Class ScenarioExecution

Manages the execution of a single scenario test.

This class orchestrates the interaction between agents (user simulator, agent under test, and judge), executes the test script step-by-step, and manages the scenario's state throughout execution. It also emits events that can be subscribed to for real-time monitoring of the scenario's progress.

Execution Flow Overview

The execution follows a turn-based system where agents take turns responding. The key concepts are:

Script Steps: Functions in the scenario script like user(), agent(), proceed(), etc.
Agent Interactions: Individual agent responses that occur when an agent takes their turn
Turns: Groups of agent interactions that happen in sequence

Message Broadcasting System

The class implements a sophisticated message broadcasting system that ensures all agents can "hear" each other's messages:

Message Creation: When an agent sends a message, it's added to the conversation history
Broadcasting: The message is immediately broadcast to all other agents via broadcastMessage()
Queue Management: Each agent has a pending message queue (pendingMessages) that stores messages from other agents
Agent Input: When an agent is called, it receives both the full conversation history and any new pending messages that have been broadcast to it
Queue Clearing: After an agent processes its pending messages, its queue is cleared

This creates a realistic conversation environment where agents can respond contextually to the full conversation history and any new messages from other agents.

Example Message Flow

Turn 1:
1. User Agent sends: "Hello"
   - Added to conversation history
   - Broadcast to Agent and Judge (pendingMessages[1] = ["Hello"], pendingMessages[2] = ["Hello"])

2. Agent is called:
   - Receives: full conversation + pendingMessages[1] = ["Hello"]
   - Sends: "Hi there! How can I help you?"
   - Added to conversation history
   - Broadcast to User and Judge (pendingMessages[0] = ["Hi there!..."], pendingMessages[2] = ["Hello", "Hi there!..."])
   - pendingMessages[1] is cleared

3. Judge is called:
   - Receives: full conversation + pendingMessages[2] = ["Hello", "Hi there!..."]
   - Evaluates and decides to continue
   - pendingMessages[2] is cleared

Each script step can trigger one or more agent interactions depending on the step type. For example, a proceed(5) step might trigger 10 agent interactions across 5 turns.
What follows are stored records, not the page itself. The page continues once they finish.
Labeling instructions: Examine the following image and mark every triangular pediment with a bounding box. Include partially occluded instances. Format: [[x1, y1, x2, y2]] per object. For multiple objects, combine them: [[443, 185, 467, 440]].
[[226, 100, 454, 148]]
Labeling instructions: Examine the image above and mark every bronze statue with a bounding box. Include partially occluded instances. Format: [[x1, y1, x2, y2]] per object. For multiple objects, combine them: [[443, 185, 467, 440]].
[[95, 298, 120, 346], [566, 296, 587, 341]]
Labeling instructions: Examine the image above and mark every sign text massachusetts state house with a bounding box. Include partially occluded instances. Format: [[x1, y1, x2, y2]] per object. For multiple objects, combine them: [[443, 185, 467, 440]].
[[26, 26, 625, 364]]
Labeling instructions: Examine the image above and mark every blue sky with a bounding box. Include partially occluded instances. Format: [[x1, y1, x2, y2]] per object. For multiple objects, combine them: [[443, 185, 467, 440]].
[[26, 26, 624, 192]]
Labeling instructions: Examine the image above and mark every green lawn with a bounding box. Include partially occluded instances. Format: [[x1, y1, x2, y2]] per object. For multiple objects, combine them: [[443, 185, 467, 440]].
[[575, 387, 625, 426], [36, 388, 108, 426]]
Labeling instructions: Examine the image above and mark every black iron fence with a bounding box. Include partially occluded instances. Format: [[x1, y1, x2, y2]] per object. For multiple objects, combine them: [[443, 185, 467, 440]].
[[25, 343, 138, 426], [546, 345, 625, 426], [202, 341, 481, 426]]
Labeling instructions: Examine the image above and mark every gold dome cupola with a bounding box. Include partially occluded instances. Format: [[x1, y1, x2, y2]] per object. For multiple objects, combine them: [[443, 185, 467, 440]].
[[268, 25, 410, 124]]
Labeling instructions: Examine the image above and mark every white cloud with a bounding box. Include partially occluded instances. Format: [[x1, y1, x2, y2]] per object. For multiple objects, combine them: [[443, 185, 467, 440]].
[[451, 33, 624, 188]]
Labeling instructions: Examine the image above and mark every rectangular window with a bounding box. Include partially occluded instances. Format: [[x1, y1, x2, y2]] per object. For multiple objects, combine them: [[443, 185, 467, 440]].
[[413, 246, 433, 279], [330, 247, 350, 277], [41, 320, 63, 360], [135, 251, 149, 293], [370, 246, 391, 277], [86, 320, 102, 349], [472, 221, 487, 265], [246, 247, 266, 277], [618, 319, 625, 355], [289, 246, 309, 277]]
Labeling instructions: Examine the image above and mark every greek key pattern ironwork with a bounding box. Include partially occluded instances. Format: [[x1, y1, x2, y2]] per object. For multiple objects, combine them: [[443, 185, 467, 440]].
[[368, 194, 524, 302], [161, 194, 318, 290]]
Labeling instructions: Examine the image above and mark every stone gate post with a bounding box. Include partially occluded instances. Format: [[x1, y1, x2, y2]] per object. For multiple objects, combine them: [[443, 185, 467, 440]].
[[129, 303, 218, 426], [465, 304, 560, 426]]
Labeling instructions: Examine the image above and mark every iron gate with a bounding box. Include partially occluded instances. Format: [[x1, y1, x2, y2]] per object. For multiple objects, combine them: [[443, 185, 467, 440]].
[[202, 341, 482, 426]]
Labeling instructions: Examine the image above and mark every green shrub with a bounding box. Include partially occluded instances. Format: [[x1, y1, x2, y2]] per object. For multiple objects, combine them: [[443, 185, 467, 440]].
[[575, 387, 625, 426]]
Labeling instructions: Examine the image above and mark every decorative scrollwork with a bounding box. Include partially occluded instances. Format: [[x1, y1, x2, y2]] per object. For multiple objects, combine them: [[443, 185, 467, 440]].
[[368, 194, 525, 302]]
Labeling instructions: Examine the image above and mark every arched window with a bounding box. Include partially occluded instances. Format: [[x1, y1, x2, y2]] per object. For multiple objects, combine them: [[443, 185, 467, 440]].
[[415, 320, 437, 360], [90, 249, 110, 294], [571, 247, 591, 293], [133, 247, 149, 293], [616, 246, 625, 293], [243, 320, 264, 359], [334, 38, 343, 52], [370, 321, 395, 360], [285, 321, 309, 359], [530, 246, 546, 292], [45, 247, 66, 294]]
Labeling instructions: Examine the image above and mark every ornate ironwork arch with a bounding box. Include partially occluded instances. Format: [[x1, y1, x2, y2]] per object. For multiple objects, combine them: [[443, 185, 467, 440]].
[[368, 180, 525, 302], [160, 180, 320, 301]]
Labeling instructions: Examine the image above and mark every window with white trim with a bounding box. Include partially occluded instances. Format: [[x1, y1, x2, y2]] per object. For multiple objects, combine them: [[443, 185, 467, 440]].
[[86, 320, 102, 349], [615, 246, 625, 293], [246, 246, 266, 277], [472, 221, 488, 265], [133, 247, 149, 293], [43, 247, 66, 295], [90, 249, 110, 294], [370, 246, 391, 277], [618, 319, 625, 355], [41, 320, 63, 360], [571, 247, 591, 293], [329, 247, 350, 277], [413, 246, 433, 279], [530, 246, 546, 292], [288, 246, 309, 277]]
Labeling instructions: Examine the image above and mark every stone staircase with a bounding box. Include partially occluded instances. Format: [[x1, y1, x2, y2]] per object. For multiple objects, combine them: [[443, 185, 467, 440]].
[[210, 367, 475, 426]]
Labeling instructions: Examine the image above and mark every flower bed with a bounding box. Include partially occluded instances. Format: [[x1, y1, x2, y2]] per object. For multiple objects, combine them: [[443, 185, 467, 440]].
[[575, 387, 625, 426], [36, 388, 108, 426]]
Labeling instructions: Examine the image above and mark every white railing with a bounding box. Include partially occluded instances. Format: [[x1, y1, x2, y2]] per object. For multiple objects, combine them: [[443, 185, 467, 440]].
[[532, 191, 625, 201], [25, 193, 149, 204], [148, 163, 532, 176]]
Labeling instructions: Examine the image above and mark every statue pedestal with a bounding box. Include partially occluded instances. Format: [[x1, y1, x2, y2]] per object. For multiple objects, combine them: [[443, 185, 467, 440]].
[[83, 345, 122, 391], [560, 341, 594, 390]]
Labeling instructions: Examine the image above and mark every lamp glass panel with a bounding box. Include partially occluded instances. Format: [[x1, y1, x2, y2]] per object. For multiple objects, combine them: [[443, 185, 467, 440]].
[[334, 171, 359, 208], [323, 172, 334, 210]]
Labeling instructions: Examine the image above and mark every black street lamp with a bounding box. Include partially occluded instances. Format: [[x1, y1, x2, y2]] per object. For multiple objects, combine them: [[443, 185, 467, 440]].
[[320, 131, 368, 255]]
Note: This is an internal class. Most users will interact with the higher-level scenario.run() function instead of instantiating this class directly.

Example

import scenario from "@langwatch/scenario";

// This is a simplified example of what `scenario.run` does internally.
const result = await scenario.run({
  name: "My First Scenario",
  description: "A simple test of the agent's greeting.",
  agents: [
    scenario.userSimulatorAgent(),
    scenario.judgeAgent({
      criteria: ["Agent should respond with a greeting"],
    }),
  ],
  script: [
    scenario.user("Hello"),     // Script step 1: triggers 1 agent interaction
    scenario.agent(),           // Script step 2: triggers 1 agent interaction
    scenario.proceed(3),        // Script step 3: triggers multiple agent interactions
    scenario.judge(),           // Script step 4: triggers 1 agent interaction
  ]
});

console.log("Scenario result:", result.success);

Implements

ScenarioExecutionLike

Index

Constructors

constructor

new ScenarioExecution(
config: ScenarioConfig,
script: ScriptStep[],
): ScenarioExecution
Creates a new ScenarioExecution instance.
Parameters
- config: ScenarioConfig
  The scenario configuration containing agents, settings, and metadata
- script: ScriptStep[]
  The ordered sequence of script steps that define the test flow
Returns ScenarioExecution
- Defined in src/execution/scenario-execution.ts:182

Properties

`Readonly`events$

events$: Observable<
    | {
        batchRunId: string;
        metadata: { description?: string; name?: string };
        rawEvent?: any;
        scenarioId: string;
        scenarioRunId: string;
        scenarioSetId: string;
        timestamp: number;
        type: RUN_STARTED;
    }
    | {
        batchRunId: string;
        rawEvent?: any;
        results?: | {
            error?: string;
            metCriteria: string[];
            reasoning?: string;
            unmetCriteria: string[];
            verdict: Verdict;
        }
        | null;
        scenarioId: string;
        scenarioRunId: string;
        scenarioSetId: string;
        status: ScenarioRunStatus;
        timestamp: number;
        type: RUN_FINISHED;
    }
    | {
        batchRunId: string;
        messages: (
            | { content: string; id: string; name?: string; role: "developer" }
            | { content: string; id: string; name?: string; role: "system" }
            | {
                content?: string;
                id: string;
                name?: string;
                role: "assistant";
                toolCalls?: {
                    function: { arguments: string; name: string };
                    id: string;
                    type: "function";
                }[];
            }
            | { content: string; id: string; name?: string; role: "user" }
            | { content: string; id: string; role: "tool"; toolCallId: string }
        )[];
        rawEvent?: any;
        scenarioId: string;
        scenarioRunId: string;
        scenarioSetId: string;
        timestamp: number;
        type: MESSAGE_SNAPSHOT;
    },
> = ...

An observable stream of events that occur during the scenario execution. Subscribe to this to monitor the progress of the scenario in real-time.

Events include:

RUN_STARTED: When scenario execution begins
MESSAGE_SNAPSHOT: After each message is added to the conversation
RUN_FINISHED: When scenario execution completes (success/failure/error)

Accessors

messages

get messages(): ModelMessage[]
Gets the complete conversation history as an array of messages.

Returns ModelMessage[]
Array of ModelMessage objects representing the full conversation
Implementation of ScenarioExecutionLike.messages
- Defined in src/execution/scenario-execution.ts:205

result

get result(): ScenarioResult | undefined
Gets the result of the scenario execution if it has been set.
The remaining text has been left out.